Today’s piece is a slow, chordal, vocal-style piece – Prayer by Gurlitt. The sheet music, as always, can be found below. Enjoy! 🙂
Prayer by Gurlitt sheet music
The composer of this piece is Cornelius Gurlitt, a German composer from the 1800s. He really loved writing music with an educational bent, which is why a lot of his collections are etudes, or studies.
Prayer by Gurlitt is from op. 130, which is a collection of 35 etudes (studies). This is the 4th etude, called Prayer. The way it’s written is mimicking a 4-part vocal composition, or the standard SATB setup you might remember from high school. Keeping everything smooth, seamless and song-like is our main challenge here, instead of making it sound just like a bunch of dumpy chords.
First off, the tempo is adagio, Italian for ‘slowly’, which you probably figured out from listening to the recording.
Then we’ve got our key signature – one sharp, which is telling us this song is in the key of G major, or based on G major scale.
In this piece, there are constant finger markings. They are there to help you keep everything smooth – the most difficult part of this piece is playing slurs with chordal passages.
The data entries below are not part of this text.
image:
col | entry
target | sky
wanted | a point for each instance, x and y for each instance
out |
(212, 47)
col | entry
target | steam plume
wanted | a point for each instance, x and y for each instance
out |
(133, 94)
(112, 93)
Some of them have a dash, like 4-5 – what this is telling you is you’ll initially play the chord with finger 4 on that note, but while you’re holding, do a little switchamaroo to finger 5.
Slurs and Phrasing
Let’s talk about slurs for a moment. Yes, they’re telling us which notes to play smoothly, but they’re giving us more information than that. Imagining this is a sung composition with lyrics, you can imagine the breaks between slurs to be punctuation, like a comma or period. Or more specifically, the part of the song where you would breathe if you were singing.
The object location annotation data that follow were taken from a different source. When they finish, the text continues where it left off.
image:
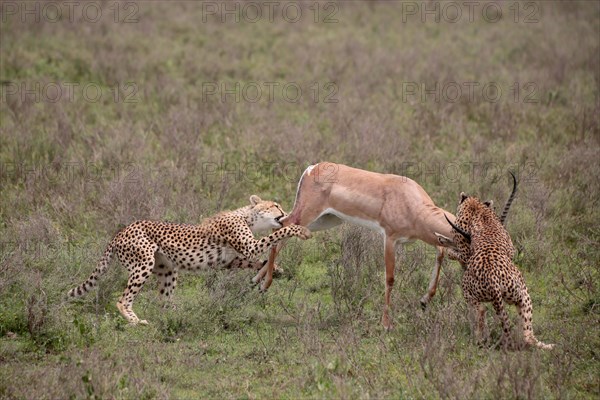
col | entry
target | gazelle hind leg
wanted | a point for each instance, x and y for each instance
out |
(435, 276)
(390, 264)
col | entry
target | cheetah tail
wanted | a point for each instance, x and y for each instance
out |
(92, 280)
(509, 201)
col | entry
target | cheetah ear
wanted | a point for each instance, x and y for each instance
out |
(254, 200)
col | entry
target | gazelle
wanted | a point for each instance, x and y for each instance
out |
(398, 207)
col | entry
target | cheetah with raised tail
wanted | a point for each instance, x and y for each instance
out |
(161, 248)
(490, 274)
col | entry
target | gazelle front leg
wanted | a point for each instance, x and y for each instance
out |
(435, 276)
(390, 263)
(269, 267)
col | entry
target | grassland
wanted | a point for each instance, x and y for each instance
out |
(178, 133)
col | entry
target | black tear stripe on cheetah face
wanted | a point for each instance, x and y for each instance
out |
(490, 274)
(161, 248)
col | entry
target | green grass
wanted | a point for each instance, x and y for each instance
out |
(74, 171)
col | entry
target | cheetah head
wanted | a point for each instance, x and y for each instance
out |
(468, 208)
(264, 214)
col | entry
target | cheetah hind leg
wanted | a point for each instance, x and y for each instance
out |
(166, 274)
(498, 304)
(481, 331)
(525, 313)
(137, 277)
Piano music needs to breathe as well, as strange as that may seem. If you just slurred all the notes together, it would be hard to make sense of the musical sentences – kind of like if I just started talking in a run-on sentence.
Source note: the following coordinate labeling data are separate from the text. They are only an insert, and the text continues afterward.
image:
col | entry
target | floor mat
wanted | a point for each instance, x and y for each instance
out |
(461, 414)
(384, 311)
Also note the dynamics in Prayer by Gurlitt – it starts at piano (quiet), and later transfers to pianissimo, meaning very quiet. Playing chords is one thing, but playing quiet chords is a whole other ordeal.
One of the hardest parts of playing chords is being able to make all the notes sound simultaneously. It’s not so bad when you play loud, as that translates to playing quickly – all your fingers press down in a lightning quick motion.
But to play quiet, we press more slowly, which can result in a bit of a choppy effect. If you’re having trouble with this, a good exercise is to alternate the outer notes of the chord with the inner one, before putting them all together.
Prayer by Gurlitt is a deceptively difficult song for beginners, so give yourself lots of time to really work out the notes and the details. Unless you’re very adept or practice a LOT, don’t expect to master this in a week. Take it one phrase at a time, and don’t omit the finer details, because even when you’re just starting you want this song to have a beautiful, lyrical quality to it.